Well, I've certainly put a lot of thought into my posts. (I can't speak for bobrat, of course.)
And part of what I thought about was: Can this information i propose to give be abused? Is there any indication that it can be used effectively to develop some constructive suggestion?
And, no matter how I turned it, for almost everything I wanted to say, the answer kept coming back, "yes" and "no".
Now, I may have more experience inferring implementation details from behavior; and so I'm perhaps unusually cautious about giving behaviorial information that would allow implementation details to be deduced. (I realize that most people probably wouldn't infer what I realize I'd be implying, but we're not pandering to just the clever spammers either.)
Now, IIRC, the one concrete proposal you made that wasn't shot down for being "degenerate hooliganism totally incompatible with our progressive socialist state" was the idea of "semi-trusted submitters."
And as I see it, there are two problems with that. (1) We have no reason to believe that there are honest submitters who really will submit enough sites to build a reputation (we know there are dishonest ones, but, as you say, THEY try to AVOID building a reputation); and (2) We have no way of forcing editors to act on that reputation, assuming it were developed.
The vast majority of honest submitters (in our experience) either don't submit very many sites at all, or they become editors. And if someone were to learn the ODP guidelines well enough to place and describe sites correctly -- it would be absolutely trivial for them to volunteer to edit a small category and do a few edits a month, just to keep their hand in.
So, when this idea (or a close kin of it) was discussed internally, the final consensus was that we couldn't identify a pressing need for a "semi-trusted" category of people.
I think I implied all this before, but I may have been relying too much on all the implications that seemed obvious to me.

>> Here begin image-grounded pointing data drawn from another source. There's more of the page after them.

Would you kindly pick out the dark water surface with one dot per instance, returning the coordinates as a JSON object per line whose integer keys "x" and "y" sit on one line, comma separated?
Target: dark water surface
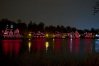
{"x": 49, "y": 52}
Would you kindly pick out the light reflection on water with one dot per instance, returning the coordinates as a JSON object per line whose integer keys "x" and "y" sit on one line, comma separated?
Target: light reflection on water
{"x": 57, "y": 46}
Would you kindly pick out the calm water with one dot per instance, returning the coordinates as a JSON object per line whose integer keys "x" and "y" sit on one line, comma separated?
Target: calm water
{"x": 49, "y": 52}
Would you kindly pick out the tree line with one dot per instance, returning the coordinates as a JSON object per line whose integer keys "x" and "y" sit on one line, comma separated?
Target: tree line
{"x": 34, "y": 27}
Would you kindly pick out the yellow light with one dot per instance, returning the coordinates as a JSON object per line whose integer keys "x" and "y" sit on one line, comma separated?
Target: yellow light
{"x": 47, "y": 35}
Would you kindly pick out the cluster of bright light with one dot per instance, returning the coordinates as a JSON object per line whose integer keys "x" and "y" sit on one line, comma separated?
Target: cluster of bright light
{"x": 46, "y": 45}
{"x": 47, "y": 35}
{"x": 29, "y": 34}
{"x": 29, "y": 45}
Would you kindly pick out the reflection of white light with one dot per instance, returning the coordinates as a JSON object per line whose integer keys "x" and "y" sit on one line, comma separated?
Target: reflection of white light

There is one other point where the Directory priorities differ from those of any conceivable submitter. If there are already, say, 3000 gift shops listed, then it is really a very low priority to get any more listed. After all, our customers will surely be satisfied with the selection we give! Likewise, dietary supplements, patent health nostrums, web designers, and many other categories with typically large backlogs. But each submitter cares about only one site on earth -- for them, that site is priority 1, 2, and 3, and there is no priority 4. This is a fundamental conflict of interest, and it won't change. They need to act on their own best interests, but they need to understand that we probably will not act in their interest: even if we do, it will be only as an accidental side effect. They may consider that a problem, but we do not -- and will not -- consider it a problem.